ROME (Reuters) – Italy’s services sector registered broadly stable activity in December, a survey showed on Wednesday, holding up better than expected as new business grew for the first time since June.
S&P Global’s Purchasing Managers’ Index (PMI) for Italian services climbed to 49.9 in December from 49.5 the month before, remaining just marginally below the 50 mark that separates growth from contraction.
The result was above a median forecast of 49.5 in a Reuters survey of nine analysts.
The new business sub-index for the sector returned to expansion after five consecutive sub-50 readings, coming in at 50.5 against 49.5 the month before.
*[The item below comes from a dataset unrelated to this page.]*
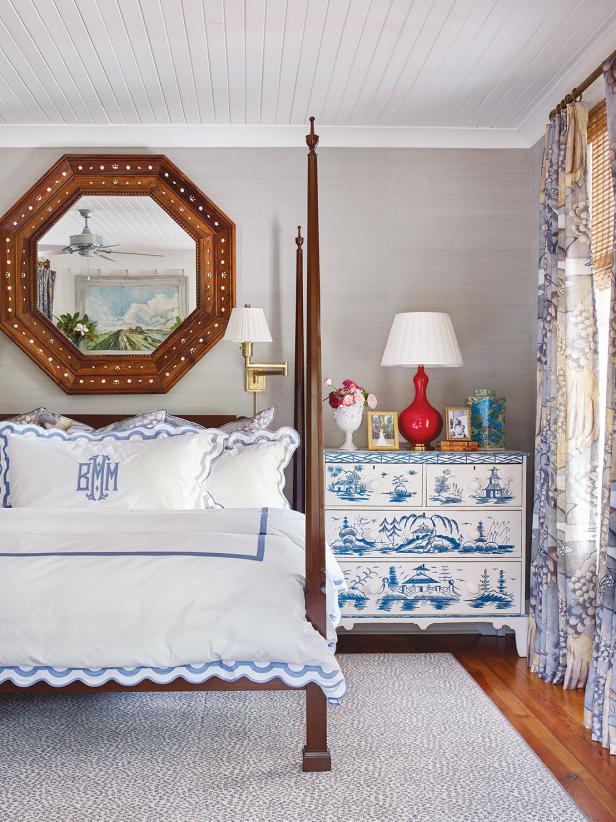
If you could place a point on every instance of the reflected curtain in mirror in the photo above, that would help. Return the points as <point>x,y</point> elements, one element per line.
<point>45,287</point>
“Notably, inflows of new business rose for the first time since June, amid reports of improved client demand, though gains came primarily from the domestic market as new export work declined sharply,” said Lewis Cooper, economist at S&P Global Market Intelligence.
The PMI for Italy’s smaller manufacturing sector, released on Monday, showed contraction for a sixth month running in December, at broadly the same rate as the month before.
The composite Purchasing Managers’ Index combining services and manufacturing stood at 49.6 in December, up from 48.9 the month before but still pointing to contraction.
National statistics bureau ISTAT said last month Italy’s economy would grow by 0.4% this year, slashing a 1.9% projection made in June and warning of several downside risks that could lead to an even sharper slowdown.
“Whilst the improvement in demand provided welcome news following a challenging fourth quarter of 2022 for the services sector, at this still weak level of growth – and combined with sustained weakness in manufacturing – the Italian economy is still clearly facing challenges as we enter 2023,” S&P Global’s economist Lewis Cooper said.